The pumps allow the synaptosomes to concentrate serotonin by taking it up from the fluid in which the synaptosomes are suspended.By radioactively tagging the serotonin, the rate of uptake can measure by adding tagged serotonin to the suspension for a specified period of time, then centrifuging and counting radioactivity in the synaptosomal pellet and expressing the result as the amount of radioactivity per milligram of protein.One approach is to isolate the neuronal uptake pump for serotonin by homogenizing brain regions rich in serotonin terminal fields.The homogenization process lysises the neuronal membranes in such a way that the membrane can close back on itself to form synaptosome preparations which retain the functional integrity of the serotonin uptake pump. For this reason, the medication trial should probably be initiated with a very low dose -- as little as 10 to 25 milligrams (mg) per day of imipramine, for example. Typically taken in one dose at bedtime, but can be divided. Use during pregnancy or breast-feeding only after approval from your physician. Headache, drowsiness, dizziness, nervousness, trouble sleeping, dry mouth, nausea, vomiting, blurred vision, altered taste, sweating, stomach upset, constipation, loss of appetite, anxiety, or yawning may occur. Some people may experience side effects on dosages as low as 10 mg per day: jitteriness, irritation, unusual energy, and difficulty falling or staying asleep. One-third of panic-prone individuals become jittery and actually experience more anxiety symptoms for the first two to three weeks. The sedating side effects can limit productivity and concentration during the day. Consult your physician before using during pregnancy or breast-feeding. Start at 25 to 75 mg per day and increase over one or two weeks to an average dose of 75 to 150 mg and a maximum dose of 300 mg. Nausea and dizziness can be be common side effects.Short-acting (eg, triazolam) and intermediate-acting (eg, estazolam, temazepam) benzodiazepine receptor agonists are useful for sleep-onset insomnia.

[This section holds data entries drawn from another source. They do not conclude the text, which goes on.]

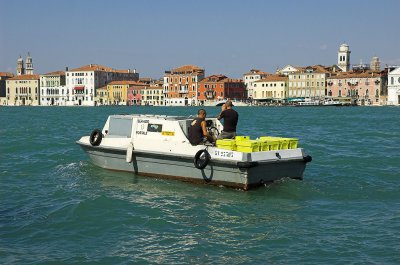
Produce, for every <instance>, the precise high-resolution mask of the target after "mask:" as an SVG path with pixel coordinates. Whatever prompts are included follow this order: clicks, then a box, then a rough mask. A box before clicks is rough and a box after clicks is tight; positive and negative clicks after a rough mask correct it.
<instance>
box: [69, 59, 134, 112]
mask: <svg viewBox="0 0 400 265" xmlns="http://www.w3.org/2000/svg"><path fill="white" fill-rule="evenodd" d="M138 79H139V73H136V70H133V71H132V70H115V69H113V68H110V67H106V66H102V65H97V64H89V65H85V66H82V67H79V68H76V69H73V70H70V71H67V72H66V87H67V102H66V105H68V106H74V105H78V106H80V105H83V106H95V105H96V104H97V101H96V100H95V96H96V91H97V89H98V88H100V87H103V86H106V85H107V84H108V83H110V82H112V81H116V80H127V81H136V80H138Z"/></svg>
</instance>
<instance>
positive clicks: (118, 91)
mask: <svg viewBox="0 0 400 265" xmlns="http://www.w3.org/2000/svg"><path fill="white" fill-rule="evenodd" d="M136 83H137V82H136V81H113V82H111V83H109V84H108V85H107V91H108V101H109V105H128V91H129V87H130V86H132V85H134V84H136Z"/></svg>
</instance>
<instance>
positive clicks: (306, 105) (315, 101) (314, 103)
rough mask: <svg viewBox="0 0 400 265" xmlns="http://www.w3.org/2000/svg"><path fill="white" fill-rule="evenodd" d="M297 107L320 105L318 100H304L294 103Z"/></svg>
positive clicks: (303, 106) (319, 103) (315, 105)
mask: <svg viewBox="0 0 400 265" xmlns="http://www.w3.org/2000/svg"><path fill="white" fill-rule="evenodd" d="M295 106H297V107H313V106H321V103H320V101H319V100H306V101H299V102H297V104H296V105H295Z"/></svg>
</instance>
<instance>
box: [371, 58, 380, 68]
mask: <svg viewBox="0 0 400 265" xmlns="http://www.w3.org/2000/svg"><path fill="white" fill-rule="evenodd" d="M371 70H372V71H380V70H381V63H380V61H379V58H378V57H376V56H374V57H372V59H371Z"/></svg>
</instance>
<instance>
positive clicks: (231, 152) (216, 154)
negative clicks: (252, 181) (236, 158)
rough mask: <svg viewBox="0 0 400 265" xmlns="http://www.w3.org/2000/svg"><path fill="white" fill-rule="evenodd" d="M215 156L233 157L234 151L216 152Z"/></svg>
mask: <svg viewBox="0 0 400 265" xmlns="http://www.w3.org/2000/svg"><path fill="white" fill-rule="evenodd" d="M214 155H215V156H219V157H233V152H232V151H219V150H215V151H214Z"/></svg>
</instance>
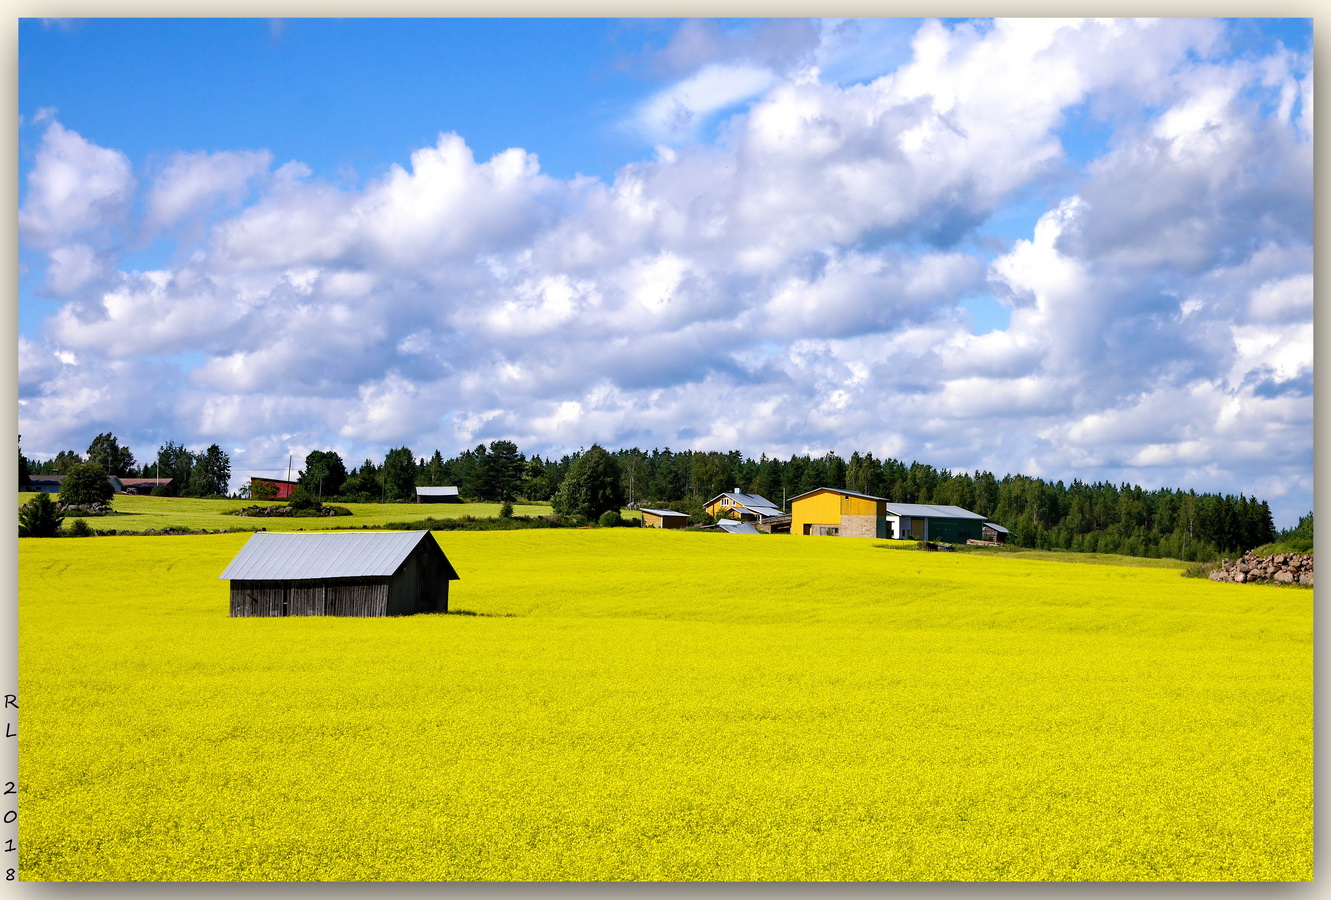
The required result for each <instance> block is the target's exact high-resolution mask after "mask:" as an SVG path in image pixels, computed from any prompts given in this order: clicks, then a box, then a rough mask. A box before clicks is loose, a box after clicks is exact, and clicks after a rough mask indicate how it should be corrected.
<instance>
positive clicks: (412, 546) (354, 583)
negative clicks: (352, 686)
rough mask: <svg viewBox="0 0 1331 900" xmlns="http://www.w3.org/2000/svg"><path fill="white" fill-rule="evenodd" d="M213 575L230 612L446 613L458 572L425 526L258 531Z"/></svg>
mask: <svg viewBox="0 0 1331 900" xmlns="http://www.w3.org/2000/svg"><path fill="white" fill-rule="evenodd" d="M218 578H220V579H229V580H230V583H232V615H233V616H280V615H359V616H377V615H411V614H414V612H447V611H449V582H451V580H458V572H457V570H455V568H454V567H453V563H450V562H449V558H447V557H445V555H443V550H441V549H439V545H438V543H437V542H435V539H434V535H433V534H430V533H429V531H374V533H358V531H337V533H323V534H309V533H298V531H297V533H272V531H260V533H257V534H254V535H253V537H252V538H250V539H249V541H248V542H245V546H244V547H241V551H240V553H238V554H236V558H234V559H232V562H230V564H229V566H228V567H226V570H225V571H222V574H221V575H218Z"/></svg>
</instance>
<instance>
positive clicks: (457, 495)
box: [417, 486, 462, 503]
mask: <svg viewBox="0 0 1331 900" xmlns="http://www.w3.org/2000/svg"><path fill="white" fill-rule="evenodd" d="M461 502H462V498H461V497H459V495H458V489H457V487H426V486H419V487H417V503H461Z"/></svg>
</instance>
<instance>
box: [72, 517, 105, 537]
mask: <svg viewBox="0 0 1331 900" xmlns="http://www.w3.org/2000/svg"><path fill="white" fill-rule="evenodd" d="M95 534H97V533H96V531H93V530H92V526H91V525H88V523H87V522H85V521H83V519H75V521H73V522H71V523H69V525H68V526H67V527H65V535H68V537H71V538H91V537H93V535H95Z"/></svg>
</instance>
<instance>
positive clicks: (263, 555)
mask: <svg viewBox="0 0 1331 900" xmlns="http://www.w3.org/2000/svg"><path fill="white" fill-rule="evenodd" d="M422 541H429V542H430V543H434V538H433V537H431V535H430V533H429V531H374V533H363V531H331V533H301V531H287V533H277V531H258V533H256V534H254V535H253V537H250V539H249V541H246V542H245V546H244V547H241V551H240V553H238V554H236V558H234V559H232V562H230V564H229V566H228V567H226V568H225V570H224V571H222V574H221V575H218V578H220V579H221V578H240V579H245V580H256V582H261V580H272V579H281V580H286V579H290V580H299V579H309V578H377V576H389V575H391V574H393V572H395V571H397V570H398V566H401V564H402V562H403V561H405V559H406V558H407V557H410V555H411V551H413V550H415V549H417V546H418V545H419V543H421V542H422ZM435 546H437V547H438V546H439V545H437V543H435ZM442 553H443V551H441V555H442ZM445 563H446V566H447V572H449V580H455V579H457V578H458V572H457V571H455V570H454V568H453V564H451V563H449V562H447V557H445Z"/></svg>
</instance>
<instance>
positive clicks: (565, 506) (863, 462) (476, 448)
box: [19, 433, 1312, 562]
mask: <svg viewBox="0 0 1331 900" xmlns="http://www.w3.org/2000/svg"><path fill="white" fill-rule="evenodd" d="M588 454H591V457H594V458H596V463H598V465H596V473H595V479H598V483H591V485H588V483H586V481H584V478H580V475H582V474H583V473H582V470H579V469H578V466H576V465H579V463H580V465H582V469H586V465H584V463H587V462H588V459H587V458H584V457H587V455H588ZM89 462H93V463H97V465H100V466H101V467H102V469H104V470H105V471H108V473H110V474H116V475H122V477H136V475H137V477H161V478H164V479H165V478H170V479H172V485H173V487H172V490H173V491H174V490H176V486H182V487H180V489H178V493H180V495H184V497H190V495H193V497H206V495H217V494H220V493H222V491H225V485H226V483H228V482H229V479H230V459H229V457H228V455H226V454H225V453H224V451H221V449H220V447H218V445H216V443H214V445H212V446H210V447H208V449H206V450H205V451H202V453H192V451H189V450H188V449H185V447H184V446H182V445H178V443H174V442H170V441H168V442H166V443H165V445H164V446H162V447H160V449H158V451H157V455H156V458H154V459H153V461H152V462H145V463H144V465H142V466H136V463H134V459H133V454H130V453H129V450H128V449H126V447H122V446H120V443H118V441H117V439H116V438H114V435H112V434H109V433H108V434H98V435H97V437H96V438H95V439H93V442H92V445H91V446H89V451H88V454H87V457H84V455H81V454H77V453H75V451H72V450H65V451H61V453H60V454H57V455H56V457H55V458H53V459H49V461H45V462H40V463H39V462H33V461H29V459H27V458H25V457H24V455H23V453H21V450H20V454H19V466H20V473H19V475H20V486H21V485H24V483H25V482H27V477H28V474H29V473H31V474H65V473H68V471H71V470H72V469H73V467H76V466H79V465H84V463H89ZM570 471H575V478H574V479H572V481H574V482H578V485H576V486H575V485H574V483H572V482H568V474H570ZM297 482H298V483H299V487H301V489H302V493H307V495H310V497H313V498H314V501H315V502H323V501H329V502H395V501H397V502H402V501H411V499H414V494H415V487H417V486H455V487H458V493H459V495H461V498H462V499H465V501H480V502H499V503H504V502H514V501H530V502H551V503H554V505H555V511H556V513H560V514H578V513H582V514H584V517H586V518H588V519H591V521H595V519H596V518H598V517H599V515H600V514H602V513H603V511H604V510H607V509H611V507H614V506H616V505H618V506H627V507H630V509H638V507H643V506H647V507H668V509H676V510H679V511H681V513H688V514H689V517H691V519H692V521H693V522H695V523H701V522H705V521H708V517H707V514H705V513H704V511H703V505H704V503H705V502H707V501H708V499H711V498H713V497H716V495H719V494H721V493H723V491H729V490H735V489H739V490H741V491H747V493H752V494H760V495H763V497H765V498H768V499H769V501H772V502H773V503H776V505H779V506H781V507H783V509H788V501H789V498H792V497H797V495H799V494H803V493H805V491H809V490H815V489H817V487H836V489H845V490H853V491H860V493H864V494H870V495H874V497H884V498H888V499H890V501H894V502H900V503H938V505H949V506H961V507H964V509H968V510H972V511H974V513H978V514H980V515H984V517H986V518H988V519H990V521H993V522H998V523H1001V525H1004V526H1006V527H1008V529H1009V533H1010V534H1009V542H1010V543H1012V545H1013V546H1017V547H1026V549H1037V550H1069V551H1073V553H1101V554H1121V555H1130V557H1145V558H1173V559H1181V561H1185V562H1205V561H1214V559H1219V558H1221V557H1223V555H1233V554H1239V553H1243V551H1247V550H1251V549H1255V547H1263V549H1266V547H1272V549H1274V547H1292V546H1294V545H1290V542H1300V543H1298V546H1299V547H1303V546H1307V550H1304V551H1306V553H1311V541H1312V514H1311V513H1308V514H1307V515H1306V517H1303V518H1302V519H1300V521H1299V525H1298V526H1295V527H1294V529H1290V530H1286V531H1276V529H1275V523H1274V519H1272V517H1271V510H1270V506H1268V505H1267V502H1266V501H1262V499H1258V498H1255V497H1247V495H1246V494H1239V495H1238V497H1235V495H1233V494H1215V493H1201V494H1199V493H1197V491H1194V490H1183V489H1158V490H1145V489H1142V487H1139V486H1137V485H1129V483H1121V485H1114V483H1110V482H1093V483H1086V482H1082V481H1081V479H1073V481H1071V482H1070V483H1065V482H1063V481H1057V482H1050V481H1045V479H1042V478H1033V477H1030V475H1021V474H1017V475H1004V477H1001V478H1000V477H996V475H994V474H993V473H990V471H982V470H976V471H973V473H965V471H961V473H952V471H948V470H940V469H936V467H933V466H930V465H928V463H921V462H916V461H912V462H910V463H905V462H902V461H900V459H893V458H886V459H876V458H874V457H873V454H872V453H864V454H861V453H858V451H856V453H852V454H851V457H849V459H845V458H843V457H840V455H839V454H836V453H828V454H825V455H821V457H812V455H792V457H791V458H789V459H779V458H769V457H767V455H765V454H763V455H760V457H759V458H757V459H755V458H752V457H745V455H744V454H741V453H740V451H739V450H731V451H728V453H719V451H699V450H683V451H677V453H676V451H672V450H671V449H669V447H665V449H652V450H642V449H638V447H632V449H627V450H626V449H620V450H604V449H602V447H600V446H598V445H594V446H592V447H591V449H590V450H587V451H579V453H575V454H564V455H563V457H560V458H559V459H555V458H548V459H547V458H543V457H540V455H531V457H527V455H526V454H523V453H522V451H520V450H519V449H518V445H516V443H514V442H512V441H492V442H490V443H488V445H484V443H478V445H476V446H475V447H474V449H470V450H463V451H462V453H459V454H458V455H455V457H451V458H445V457H443V455H442V453H439V450H435V451H434V453H433V455H431V457H429V458H426V457H419V458H418V457H417V455H415V454H414V453H413V451H411V450H410V449H409V447H405V446H403V447H395V449H391V450H389V453H387V454H386V455H385V459H383V462H382V463H381V465H375V462H374V461H373V459H365V461H363V462H362V463H361V465H359V466H358V467H353V469H347V467H346V465H345V462H343V461H342V458H341V457H339V455H338V454H337V453H335V451H331V450H315V451H313V453H310V454H307V455H306V458H305V463H303V466H302V467H301V470H299V474H298V475H297ZM566 482H567V483H566ZM602 482H603V483H602ZM218 486H222V487H221V490H218ZM574 487H576V489H578V490H576V491H574V490H571V489H574ZM588 490H590V491H592V493H595V494H596V497H595V498H592V501H591V506H586V505H582V506H580V505H579V502H580V501H579V502H575V501H574V499H572V497H574V494H578V491H580V494H578V497H579V498H580V497H582V494H586V493H587V491H588ZM562 491H563V493H562ZM154 493H156V491H154ZM241 495H248V491H246V490H245V489H242V491H241ZM256 499H260V498H256ZM441 522H442V521H441ZM514 525H516V523H514ZM470 526H471V527H480V526H478V525H476V523H470ZM442 527H467V526H459V525H447V526H442ZM498 527H504V526H498ZM507 527H512V525H510V526H507ZM518 527H522V525H518ZM527 527H540V526H527Z"/></svg>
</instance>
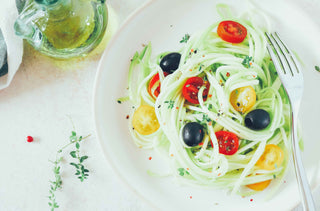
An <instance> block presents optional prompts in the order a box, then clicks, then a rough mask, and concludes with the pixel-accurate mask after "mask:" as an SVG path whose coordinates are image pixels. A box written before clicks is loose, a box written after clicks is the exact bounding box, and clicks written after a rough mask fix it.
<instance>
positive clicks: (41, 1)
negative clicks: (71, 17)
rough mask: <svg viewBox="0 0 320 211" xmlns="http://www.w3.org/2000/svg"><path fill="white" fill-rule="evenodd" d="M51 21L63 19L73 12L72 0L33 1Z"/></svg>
mask: <svg viewBox="0 0 320 211" xmlns="http://www.w3.org/2000/svg"><path fill="white" fill-rule="evenodd" d="M35 1H36V2H37V3H38V4H39V6H40V7H43V8H44V9H45V10H46V11H47V14H48V15H49V16H50V18H52V19H63V18H64V17H65V16H68V15H69V14H70V12H72V10H73V5H72V0H35Z"/></svg>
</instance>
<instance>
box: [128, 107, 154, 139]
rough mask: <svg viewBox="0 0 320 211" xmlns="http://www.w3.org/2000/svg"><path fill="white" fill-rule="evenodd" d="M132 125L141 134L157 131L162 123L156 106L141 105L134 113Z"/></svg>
mask: <svg viewBox="0 0 320 211" xmlns="http://www.w3.org/2000/svg"><path fill="white" fill-rule="evenodd" d="M132 126H133V128H134V130H136V131H137V132H138V133H140V134H141V135H150V134H152V133H154V132H156V131H157V130H158V129H159V127H160V124H159V122H158V119H157V116H156V113H155V110H154V107H152V106H149V105H141V106H140V107H139V108H138V109H137V110H136V111H135V112H134V114H133V117H132Z"/></svg>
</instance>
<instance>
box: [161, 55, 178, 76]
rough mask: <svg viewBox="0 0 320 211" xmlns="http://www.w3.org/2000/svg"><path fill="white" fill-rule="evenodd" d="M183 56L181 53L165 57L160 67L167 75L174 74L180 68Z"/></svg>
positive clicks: (161, 60) (163, 57)
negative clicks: (181, 60)
mask: <svg viewBox="0 0 320 211" xmlns="http://www.w3.org/2000/svg"><path fill="white" fill-rule="evenodd" d="M180 58H181V54H180V53H175V52H173V53H169V54H167V55H165V56H164V57H163V58H162V59H161V61H160V67H161V69H162V70H163V71H165V72H167V73H173V72H174V71H175V70H176V69H178V67H179V63H180Z"/></svg>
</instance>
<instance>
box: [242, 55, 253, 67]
mask: <svg viewBox="0 0 320 211" xmlns="http://www.w3.org/2000/svg"><path fill="white" fill-rule="evenodd" d="M251 60H252V56H250V57H249V56H246V57H245V58H244V59H243V61H242V65H243V66H245V67H246V68H249V67H251V65H252V62H251Z"/></svg>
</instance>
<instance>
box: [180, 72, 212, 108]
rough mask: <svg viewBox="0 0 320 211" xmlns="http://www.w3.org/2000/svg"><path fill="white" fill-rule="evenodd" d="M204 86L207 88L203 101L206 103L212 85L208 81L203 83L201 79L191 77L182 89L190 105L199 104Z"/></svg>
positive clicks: (202, 80)
mask: <svg viewBox="0 0 320 211" xmlns="http://www.w3.org/2000/svg"><path fill="white" fill-rule="evenodd" d="M202 86H206V89H204V90H203V94H202V96H203V100H204V101H206V100H207V95H208V92H209V88H210V84H209V82H208V81H203V79H202V78H200V77H191V78H189V79H188V80H187V81H186V83H185V84H184V85H183V88H182V95H183V97H184V98H185V99H186V100H187V101H188V102H190V103H193V104H199V100H198V92H199V89H200V88H201V87H202Z"/></svg>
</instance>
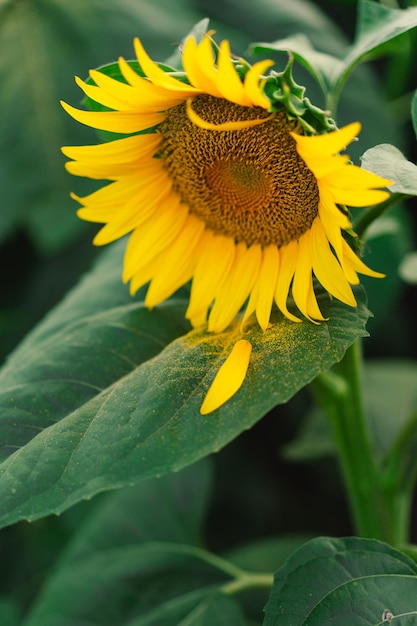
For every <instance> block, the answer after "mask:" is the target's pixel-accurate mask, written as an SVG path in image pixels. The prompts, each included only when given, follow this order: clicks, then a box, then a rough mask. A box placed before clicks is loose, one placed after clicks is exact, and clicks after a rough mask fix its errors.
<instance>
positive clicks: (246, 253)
mask: <svg viewBox="0 0 417 626" xmlns="http://www.w3.org/2000/svg"><path fill="white" fill-rule="evenodd" d="M261 256H262V251H261V246H259V245H253V246H251V247H250V248H247V247H246V244H244V243H239V244H237V246H236V254H235V258H234V261H233V265H232V267H231V268H230V271H229V275H228V276H227V278H226V280H225V281H223V283H222V285H221V287H220V288H219V289H218V291H217V292H216V294H215V301H214V304H213V308H212V309H211V311H210V315H209V319H208V329H209V331H210V332H221V331H222V330H224V329H225V328H226V327H227V326H228V325H229V324H230V322H231V321H232V320H233V319H234V317H236V315H237V314H238V313H239V311H240V309H241V308H242V306H243V305H244V303H245V300H246V299H247V297H248V296H249V294H250V292H251V290H252V288H253V286H254V284H255V281H256V279H257V277H258V273H259V268H260V264H261Z"/></svg>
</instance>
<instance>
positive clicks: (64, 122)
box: [0, 0, 198, 252]
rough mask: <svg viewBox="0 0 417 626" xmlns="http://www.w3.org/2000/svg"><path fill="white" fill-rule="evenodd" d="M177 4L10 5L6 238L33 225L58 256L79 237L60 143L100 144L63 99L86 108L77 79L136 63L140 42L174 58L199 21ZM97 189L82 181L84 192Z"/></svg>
mask: <svg viewBox="0 0 417 626" xmlns="http://www.w3.org/2000/svg"><path fill="white" fill-rule="evenodd" d="M170 7H171V4H170V0H159V1H158V3H156V4H155V3H154V2H152V0H141V2H139V3H138V2H131V0H107V1H106V2H105V3H103V2H101V0H90V1H89V2H84V0H72V1H71V2H66V1H65V0H33V1H30V2H26V1H23V2H12V1H6V2H2V3H1V7H0V48H1V50H2V54H1V56H0V84H1V90H0V110H1V112H2V131H1V133H0V188H1V190H2V204H1V211H0V241H1V240H2V239H3V238H4V237H6V235H7V234H8V233H9V232H11V231H12V230H13V228H16V227H18V226H20V225H21V223H24V224H25V226H26V228H27V229H28V231H29V233H30V235H31V236H32V238H33V241H34V242H35V244H37V246H38V247H39V248H41V249H42V250H44V251H49V252H55V251H57V250H59V249H60V248H61V247H62V246H63V245H64V244H67V243H68V242H70V241H71V240H72V239H73V238H74V237H75V236H76V235H77V233H79V232H80V228H81V223H80V222H79V220H78V219H77V218H76V216H75V210H74V207H75V205H74V202H73V201H72V200H70V198H69V192H70V190H71V189H72V188H73V185H74V181H73V180H71V177H70V176H68V174H67V173H66V172H65V170H64V167H63V165H64V161H65V159H64V158H63V157H62V155H60V146H62V145H66V144H77V143H81V144H83V143H93V142H94V141H95V134H94V133H93V131H91V130H90V129H87V128H86V127H84V126H82V125H81V124H78V123H76V122H74V121H73V120H71V118H70V117H69V116H68V115H67V114H66V113H64V111H63V110H62V109H61V107H60V105H59V100H60V99H64V100H66V101H68V102H71V103H72V104H77V103H78V102H79V101H80V91H79V89H78V88H77V87H76V86H75V84H74V80H73V76H74V75H76V74H77V75H80V76H81V77H85V76H86V75H87V72H88V70H89V69H90V68H94V67H97V66H98V65H101V64H103V63H106V62H110V61H113V60H115V59H117V58H118V56H120V55H124V56H127V57H128V58H131V57H132V55H133V48H132V40H133V37H134V36H137V35H139V36H141V37H142V38H143V41H144V43H145V45H146V46H147V47H148V49H149V50H150V52H151V53H156V52H157V53H158V54H159V56H160V57H161V58H164V56H167V55H168V54H170V53H172V51H173V49H174V45H173V43H174V42H176V41H179V40H180V39H181V37H182V36H183V34H184V33H185V32H187V31H188V30H189V28H190V26H191V25H192V24H193V23H195V22H196V21H197V19H198V14H196V13H195V12H194V11H193V10H192V9H190V8H189V7H188V5H187V3H186V2H180V1H177V2H176V6H175V11H174V12H173V11H171V10H169V9H170ZM88 189H89V187H88V186H87V185H86V184H83V183H82V182H81V181H78V183H77V190H78V192H79V193H81V194H82V193H83V192H87V190H88Z"/></svg>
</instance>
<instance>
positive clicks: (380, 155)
mask: <svg viewBox="0 0 417 626" xmlns="http://www.w3.org/2000/svg"><path fill="white" fill-rule="evenodd" d="M361 164H362V167H363V168H364V169H365V170H368V171H370V172H374V173H375V174H379V176H384V177H386V178H390V179H391V180H392V181H393V184H392V185H391V186H390V187H389V189H390V191H392V192H394V193H405V194H409V195H413V196H414V195H417V165H415V164H414V163H412V162H411V161H408V160H407V159H406V157H405V156H404V155H403V153H402V152H401V150H398V148H396V147H395V146H392V145H391V144H380V145H379V146H375V147H374V148H370V149H369V150H367V151H366V152H365V153H364V154H363V156H362V157H361Z"/></svg>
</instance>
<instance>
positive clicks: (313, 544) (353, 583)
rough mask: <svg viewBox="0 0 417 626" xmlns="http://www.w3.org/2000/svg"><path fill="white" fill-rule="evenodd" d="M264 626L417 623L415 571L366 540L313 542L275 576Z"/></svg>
mask: <svg viewBox="0 0 417 626" xmlns="http://www.w3.org/2000/svg"><path fill="white" fill-rule="evenodd" d="M265 613H266V617H265V621H264V626H275V625H276V626H307V625H308V626H323V624H352V626H353V625H355V626H378V625H380V624H382V623H383V621H388V619H387V616H388V615H389V614H391V615H392V618H391V619H390V621H389V623H390V624H391V623H392V624H395V625H396V626H397V625H398V626H405V625H406V624H407V626H408V625H410V626H411V625H412V624H417V566H416V564H415V563H414V562H413V561H412V560H411V559H409V558H408V557H407V556H406V555H405V554H402V553H401V552H399V551H397V550H394V549H393V548H391V547H390V546H388V545H386V544H384V543H382V542H379V541H374V540H371V539H358V538H355V537H350V538H347V539H330V538H318V539H313V540H312V541H310V542H309V543H307V544H306V545H305V546H303V547H302V548H300V549H299V550H297V552H296V553H295V554H294V555H293V556H291V557H290V558H289V559H288V561H287V563H286V564H285V565H284V566H283V567H282V568H281V569H279V570H278V571H277V572H276V574H275V582H274V586H273V589H272V592H271V596H270V599H269V602H268V604H267V606H266V609H265Z"/></svg>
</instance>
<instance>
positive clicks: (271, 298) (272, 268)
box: [242, 245, 279, 330]
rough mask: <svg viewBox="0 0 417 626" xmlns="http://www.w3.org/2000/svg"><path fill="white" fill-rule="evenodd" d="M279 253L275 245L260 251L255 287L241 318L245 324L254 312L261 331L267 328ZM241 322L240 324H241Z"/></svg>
mask: <svg viewBox="0 0 417 626" xmlns="http://www.w3.org/2000/svg"><path fill="white" fill-rule="evenodd" d="M278 266H279V252H278V248H277V247H276V246H275V245H271V246H268V247H267V248H264V249H263V251H262V263H261V268H260V271H259V276H258V278H257V281H256V284H255V287H254V288H253V290H252V293H251V297H250V299H249V303H248V306H247V308H246V311H245V315H244V317H243V322H245V321H246V320H247V319H248V317H249V316H250V315H251V314H252V313H253V311H256V318H257V320H258V323H259V326H260V327H261V328H262V330H266V329H267V328H268V326H269V319H270V317H271V309H272V303H273V301H274V293H275V288H276V283H277V277H278ZM243 322H242V323H243Z"/></svg>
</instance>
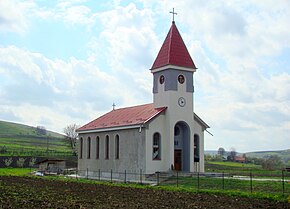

The anticholinergic effects of dry mouth, blurred vision, constipation, and difficulty in urination; postural hypotension; tachycardia, loss of sex drive; erectile failure; increased sensitivity to the sun; weight gain; sedation (sleepiness); increased sweating.
Sedative-hypnotics include nonbenzodiazepine receptor agonists (zaleplon, zolpidem, eszopiclone); short-acting benzodiazepine receptor agonists (triazolam); intermediate-acting benzodiazepine receptor agonists (estazolam, temazepam); and selective melatonin agonists (ramelteon).